After nine years of the Marvel Cinematic Universe, the slate is starting to become more diverse, showing Marvel’s strategy to develop characters organically and not rush some just for diversity purposes. A continued push for diversity in front of and behind the camera has not only been an emphasis in the superhero genre, but for Hollywood as a whole. With all of their films so far featuring white male leads, the MCU is finally moving into a position where it can better represent more people.
Highly anticipated characters like Black Panther (Chadwick Boseman) and Captain Marvel (Brie Larson) will get solo movies over the course of the next few years. The former previously debuted in Captain America: Civil War, but both had been atop lists of characters fans wanted to see brought into the universe. They may have had to wait longer than anticipated, but Marvel wants to make sure they get them right.
Complex spoke to Marvel Studios executive producer Nate Moore – who served this role for Civil War and will do so again with Black Panther – and asked him about Marvel’s upcoming diversity push. He made a point to clarify that while they are thrilled to bring diverse characters to the big screen, they don’t want to rush their introductions just for that purpose.
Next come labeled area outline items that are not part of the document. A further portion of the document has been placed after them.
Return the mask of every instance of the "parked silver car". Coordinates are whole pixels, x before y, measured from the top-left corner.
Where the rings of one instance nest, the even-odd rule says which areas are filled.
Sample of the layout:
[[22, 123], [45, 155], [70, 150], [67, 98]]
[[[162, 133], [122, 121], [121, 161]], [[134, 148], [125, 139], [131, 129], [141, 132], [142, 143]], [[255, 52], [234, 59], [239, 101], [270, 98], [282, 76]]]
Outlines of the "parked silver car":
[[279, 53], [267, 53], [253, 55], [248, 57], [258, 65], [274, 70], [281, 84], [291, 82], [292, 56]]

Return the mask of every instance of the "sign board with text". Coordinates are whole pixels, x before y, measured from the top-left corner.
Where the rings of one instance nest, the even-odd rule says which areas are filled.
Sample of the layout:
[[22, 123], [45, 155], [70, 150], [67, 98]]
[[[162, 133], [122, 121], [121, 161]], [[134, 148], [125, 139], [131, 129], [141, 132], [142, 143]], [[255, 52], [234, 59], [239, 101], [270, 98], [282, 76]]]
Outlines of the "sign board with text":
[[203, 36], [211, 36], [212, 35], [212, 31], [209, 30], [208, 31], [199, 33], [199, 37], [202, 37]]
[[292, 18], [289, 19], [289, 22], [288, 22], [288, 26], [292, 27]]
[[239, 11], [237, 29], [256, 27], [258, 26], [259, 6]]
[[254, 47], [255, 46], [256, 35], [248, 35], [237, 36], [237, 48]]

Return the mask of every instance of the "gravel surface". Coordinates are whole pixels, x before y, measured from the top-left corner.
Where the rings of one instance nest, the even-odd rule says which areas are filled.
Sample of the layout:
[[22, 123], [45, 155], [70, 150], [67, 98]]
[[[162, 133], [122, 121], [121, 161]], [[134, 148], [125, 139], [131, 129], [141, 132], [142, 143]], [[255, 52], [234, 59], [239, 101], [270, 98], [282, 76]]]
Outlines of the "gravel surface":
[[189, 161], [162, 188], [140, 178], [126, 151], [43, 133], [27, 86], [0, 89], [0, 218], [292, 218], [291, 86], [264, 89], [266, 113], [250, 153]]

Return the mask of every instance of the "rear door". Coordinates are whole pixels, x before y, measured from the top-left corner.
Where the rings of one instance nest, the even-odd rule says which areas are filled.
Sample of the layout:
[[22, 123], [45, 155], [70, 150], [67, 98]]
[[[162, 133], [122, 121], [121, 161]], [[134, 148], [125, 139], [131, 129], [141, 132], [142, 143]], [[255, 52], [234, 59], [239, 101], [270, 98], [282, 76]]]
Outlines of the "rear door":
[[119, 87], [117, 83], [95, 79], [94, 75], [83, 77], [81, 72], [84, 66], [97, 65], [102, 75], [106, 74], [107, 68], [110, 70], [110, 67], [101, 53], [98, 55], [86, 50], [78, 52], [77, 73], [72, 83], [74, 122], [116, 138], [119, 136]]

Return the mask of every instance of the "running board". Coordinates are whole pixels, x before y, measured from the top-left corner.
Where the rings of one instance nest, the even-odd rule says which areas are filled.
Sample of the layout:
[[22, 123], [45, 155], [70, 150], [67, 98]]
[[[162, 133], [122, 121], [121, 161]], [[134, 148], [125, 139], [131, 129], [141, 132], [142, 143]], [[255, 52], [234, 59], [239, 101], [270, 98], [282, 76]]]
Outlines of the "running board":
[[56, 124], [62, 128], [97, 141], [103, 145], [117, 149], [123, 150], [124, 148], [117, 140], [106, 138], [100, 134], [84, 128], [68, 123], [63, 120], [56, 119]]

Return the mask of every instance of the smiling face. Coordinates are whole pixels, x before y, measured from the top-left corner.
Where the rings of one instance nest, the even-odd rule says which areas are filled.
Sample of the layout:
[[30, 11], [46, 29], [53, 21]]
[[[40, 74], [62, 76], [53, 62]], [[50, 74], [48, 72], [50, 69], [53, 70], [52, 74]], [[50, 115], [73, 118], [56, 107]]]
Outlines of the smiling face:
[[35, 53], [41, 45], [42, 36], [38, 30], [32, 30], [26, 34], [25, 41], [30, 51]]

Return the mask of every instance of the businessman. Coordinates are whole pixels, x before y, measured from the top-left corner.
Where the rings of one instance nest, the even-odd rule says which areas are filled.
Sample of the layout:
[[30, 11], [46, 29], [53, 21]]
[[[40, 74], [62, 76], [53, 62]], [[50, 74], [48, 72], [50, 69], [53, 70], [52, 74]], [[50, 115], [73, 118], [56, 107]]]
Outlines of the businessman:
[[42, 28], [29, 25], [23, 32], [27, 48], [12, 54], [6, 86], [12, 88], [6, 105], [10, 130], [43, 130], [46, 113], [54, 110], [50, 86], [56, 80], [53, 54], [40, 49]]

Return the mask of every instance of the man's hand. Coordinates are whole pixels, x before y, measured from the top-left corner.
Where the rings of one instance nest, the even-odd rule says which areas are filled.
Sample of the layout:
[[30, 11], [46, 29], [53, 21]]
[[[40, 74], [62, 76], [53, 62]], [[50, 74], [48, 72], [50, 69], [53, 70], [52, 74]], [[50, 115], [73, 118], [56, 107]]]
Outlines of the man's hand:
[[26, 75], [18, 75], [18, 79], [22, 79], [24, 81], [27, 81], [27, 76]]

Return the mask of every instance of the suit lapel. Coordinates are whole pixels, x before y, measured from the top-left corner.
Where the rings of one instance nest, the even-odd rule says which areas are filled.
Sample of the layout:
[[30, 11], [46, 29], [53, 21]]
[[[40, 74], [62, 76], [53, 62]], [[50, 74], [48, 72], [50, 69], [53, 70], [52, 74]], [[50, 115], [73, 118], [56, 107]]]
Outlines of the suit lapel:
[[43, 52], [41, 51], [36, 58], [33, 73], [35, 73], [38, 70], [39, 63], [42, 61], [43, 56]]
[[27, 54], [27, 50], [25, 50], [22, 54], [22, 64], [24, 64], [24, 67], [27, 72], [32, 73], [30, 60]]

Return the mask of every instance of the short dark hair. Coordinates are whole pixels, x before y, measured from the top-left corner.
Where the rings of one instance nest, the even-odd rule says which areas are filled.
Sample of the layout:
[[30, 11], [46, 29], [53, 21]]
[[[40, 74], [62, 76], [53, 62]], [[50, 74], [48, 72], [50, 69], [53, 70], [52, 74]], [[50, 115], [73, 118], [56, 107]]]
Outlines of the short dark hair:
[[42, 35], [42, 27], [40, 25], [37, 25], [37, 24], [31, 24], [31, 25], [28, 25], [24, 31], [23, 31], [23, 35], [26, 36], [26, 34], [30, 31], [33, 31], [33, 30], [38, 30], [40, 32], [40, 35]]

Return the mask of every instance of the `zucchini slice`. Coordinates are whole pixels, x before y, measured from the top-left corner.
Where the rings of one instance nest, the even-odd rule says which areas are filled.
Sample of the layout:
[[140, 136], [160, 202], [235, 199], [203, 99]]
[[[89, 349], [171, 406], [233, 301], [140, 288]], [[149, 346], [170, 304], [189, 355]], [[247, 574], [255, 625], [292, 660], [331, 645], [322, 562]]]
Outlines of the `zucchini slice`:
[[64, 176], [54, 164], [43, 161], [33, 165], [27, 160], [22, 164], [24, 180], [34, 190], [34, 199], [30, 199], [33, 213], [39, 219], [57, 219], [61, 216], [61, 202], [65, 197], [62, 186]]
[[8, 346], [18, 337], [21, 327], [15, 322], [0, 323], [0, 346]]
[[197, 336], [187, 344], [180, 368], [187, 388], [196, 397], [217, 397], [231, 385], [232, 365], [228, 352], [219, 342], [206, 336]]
We want to tell the best stories with the strongest developed characters and scripts that we can. Our biggest concern is that, in trying to get more characters out there, we rush something that’s not ready and we deliver something that’s not up to our standards. So it’s less about us rushing a character that’s diverse to get it out quickly and more about figuring out how to do it right.
The explanation sounds good on paper as it shows Marvel’s care for all of their characters, but specifically those that do add diversity to their lineup. With female heroes and those of color being a major minority in the genre, fans are eager to see more of them, but Marvel understands that these characters specifically need to be hits. The better these diverse films do, the more likely it is that they will see sequels, but also they can be examples for Hollywood to follow suit. We’ve seen films like Get Out and Wonder Woman be these examples this year, and the hope for Marvel is that Black Panther and Captain Marvel will be just the beginning of a diverse lineup in the years to come.
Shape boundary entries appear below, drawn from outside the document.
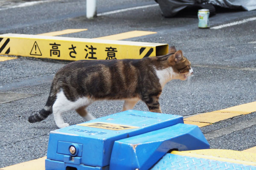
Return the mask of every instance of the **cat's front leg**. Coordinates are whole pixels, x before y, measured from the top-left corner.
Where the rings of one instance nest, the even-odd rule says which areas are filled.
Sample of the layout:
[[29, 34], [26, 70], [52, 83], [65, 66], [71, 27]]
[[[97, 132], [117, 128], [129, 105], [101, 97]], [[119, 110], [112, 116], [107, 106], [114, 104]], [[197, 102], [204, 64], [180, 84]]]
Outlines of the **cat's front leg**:
[[126, 99], [125, 100], [122, 111], [132, 109], [139, 100], [140, 100], [140, 99], [137, 98]]
[[159, 97], [158, 96], [152, 96], [145, 98], [143, 101], [147, 105], [151, 112], [162, 113], [159, 99]]

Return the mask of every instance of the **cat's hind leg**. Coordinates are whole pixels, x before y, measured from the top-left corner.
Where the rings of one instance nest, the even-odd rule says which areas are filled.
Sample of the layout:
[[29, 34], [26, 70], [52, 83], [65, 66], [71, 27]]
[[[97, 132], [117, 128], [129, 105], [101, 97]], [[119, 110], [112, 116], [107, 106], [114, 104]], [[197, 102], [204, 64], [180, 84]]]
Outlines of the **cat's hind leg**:
[[140, 99], [138, 98], [128, 99], [125, 100], [122, 111], [132, 109]]
[[70, 110], [70, 103], [65, 96], [63, 91], [57, 94], [57, 99], [52, 105], [52, 113], [55, 123], [58, 128], [63, 128], [69, 126], [65, 123], [61, 115], [66, 111]]
[[88, 113], [86, 110], [86, 106], [83, 106], [76, 110], [81, 116], [84, 117], [87, 121], [95, 119], [96, 118], [90, 113]]

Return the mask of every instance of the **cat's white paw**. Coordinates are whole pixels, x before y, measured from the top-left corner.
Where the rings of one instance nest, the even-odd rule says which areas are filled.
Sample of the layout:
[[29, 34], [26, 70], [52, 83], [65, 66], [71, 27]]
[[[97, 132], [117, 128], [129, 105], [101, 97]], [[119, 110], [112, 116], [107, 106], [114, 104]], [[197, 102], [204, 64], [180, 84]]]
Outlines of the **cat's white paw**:
[[57, 125], [57, 126], [59, 128], [63, 128], [67, 127], [68, 126], [69, 126], [69, 124], [67, 123], [64, 123], [63, 124]]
That said, this rationale still does not account for these characters taking so long to make it to the big screen, when stranger and more obscure concepts like Guardians of the Galaxy, Doctor Strange, or Ant-Man move through production at a faster rate. Yes, Moore’s explanation still adds up with them putting the emphasis on quality of the characters over how quickly they debut, but it is difficult to rationalize why diverse characters take a longer time to “get right” – unless they just don’t have a similar urgency put on them.
Thankfully, this should only be the beginning of Marvel Studios diversifying their universe. They may have even laid the groundwork already to have an incredibly diverse lineup in the future if Anthony Mackie becomes the next Captain America, Tessa Thompson’s Valkyrie is the next one to wield Mjolnir, or by putting Evangeline Lilly’s Wasp into a prominent role in a sequel and having multiple female leads in Guardians of the Galaxy Vol. 3. Plus, should Scarlett Johansson get the long rumored Black Widow film, it will only further diversify their lineup – and none of this accounts for new characters that will be introduced down the road. Either way, it is not surprising to hear this is Marvel’s approach, but it’s great to see their plan finally making it onto the screen.